At the time, TV presenter on France’s TF1, Évelyne Dhéliat, showed a high of up to 43° Celsius—109.4 Fahrenheit— and around 30° to 34° Celsius—86° to 93.2° Fahrenheit— across most of the country for one day in August 2050. Again, those numbers are bearing out now as current forecasts predict new record-high temperatures on Monday in the south of France after issuing warnings of the mercury rising to 41° Celsius—105.8° Fahrenheit—on Sunday.
This week, Dhéliat referred to the similarities in temperatures to her 2050 forecast made eight years ago with the actual ones now as “frightening,” according to The Connexion.
The current heatwave has led to deadly wildfires in Portugal, where at least 238 people have died; in the southwest part of France, over 12,000 people have been evacuated. Drought alerts have also been issued across a large part of the continent, Politico reported.

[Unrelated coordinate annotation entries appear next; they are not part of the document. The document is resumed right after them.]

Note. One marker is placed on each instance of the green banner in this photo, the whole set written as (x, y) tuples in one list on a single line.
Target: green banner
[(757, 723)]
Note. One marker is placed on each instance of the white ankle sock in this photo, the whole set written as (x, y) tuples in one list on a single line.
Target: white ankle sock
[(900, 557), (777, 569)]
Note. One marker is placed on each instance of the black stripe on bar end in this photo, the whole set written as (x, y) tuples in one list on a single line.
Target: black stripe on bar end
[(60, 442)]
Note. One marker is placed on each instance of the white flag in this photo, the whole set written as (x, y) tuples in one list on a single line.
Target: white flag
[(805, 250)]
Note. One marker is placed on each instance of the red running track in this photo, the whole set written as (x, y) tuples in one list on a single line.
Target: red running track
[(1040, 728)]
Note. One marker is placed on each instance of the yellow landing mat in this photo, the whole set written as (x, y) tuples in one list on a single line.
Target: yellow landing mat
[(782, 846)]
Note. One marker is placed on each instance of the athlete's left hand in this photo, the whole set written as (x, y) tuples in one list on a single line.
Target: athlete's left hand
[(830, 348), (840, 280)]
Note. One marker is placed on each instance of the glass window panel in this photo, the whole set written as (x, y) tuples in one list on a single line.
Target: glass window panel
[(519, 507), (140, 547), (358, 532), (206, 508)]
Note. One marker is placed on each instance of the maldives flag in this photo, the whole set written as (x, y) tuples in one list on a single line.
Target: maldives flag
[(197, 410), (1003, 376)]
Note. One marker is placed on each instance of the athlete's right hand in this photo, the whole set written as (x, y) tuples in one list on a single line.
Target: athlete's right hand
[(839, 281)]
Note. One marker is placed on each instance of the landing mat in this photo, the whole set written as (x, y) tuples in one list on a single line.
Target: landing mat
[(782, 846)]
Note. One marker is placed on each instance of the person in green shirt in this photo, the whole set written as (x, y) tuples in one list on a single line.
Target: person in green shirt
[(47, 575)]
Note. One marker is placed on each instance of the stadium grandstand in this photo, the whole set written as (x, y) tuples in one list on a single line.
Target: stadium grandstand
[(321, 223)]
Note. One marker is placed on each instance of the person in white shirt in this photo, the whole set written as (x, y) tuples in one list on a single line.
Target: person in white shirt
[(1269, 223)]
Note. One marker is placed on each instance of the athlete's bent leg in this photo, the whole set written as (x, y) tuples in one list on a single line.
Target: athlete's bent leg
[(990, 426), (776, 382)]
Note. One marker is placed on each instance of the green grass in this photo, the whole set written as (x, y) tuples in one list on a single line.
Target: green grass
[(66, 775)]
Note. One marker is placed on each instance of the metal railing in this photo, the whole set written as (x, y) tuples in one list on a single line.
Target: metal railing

Following Cai Parry’s tweet in the UK, atmospheric scientist Dr. Simon Lee sent a similar Tweet that compared the temperatures predicted there in the 2050 weather forecast with the ones happening today.
Current Heatwave Offers ‘Insight into the Future’
But in a follow-up post to that one, Lee advised: “I don’t think you can interpret this as climate change occurring ‘faster than anticipated.’ Climate models have shown that 40C is possible in the UK in the current climate, just very rare. My point is that what is coming on Tuesday gives an insight into the future.”
He added in another tweet that the 40° Celsius predictions in the 2050 modeling is actually less extreme than what is occurring now in 2022.
In the present climate, 40C represents a new extreme, which is becoming more likely due to climate change (https://t.co/2nlOmWHo8W). Both the 2050 and 2022 forecasts are showing extreme events, but 40C in the 2050 forecast is less extreme than the 40C in 2022.
— Dr Simon Lee (@SimonLeeWx) July 15, 2022
Climate Change is Real
While meteorologists and weather experts emphasize a single event cannot and should not be directly linked to overall climate change in recent history, climate change has been at the forefront in contributing to hazards in weather cycles. With the long-term shifts in temperatures and weather patterns, such as hurricanes, droughts and wildfires, flooding, and high winds, the earth is witnessing a new scale of destruction and devastation.
The last year alone was a series of devastating climate disasters, as was evident through Cyclone Idai and the southeast Asia flooding, in various parts of the world in India, Pakistan, and Europe.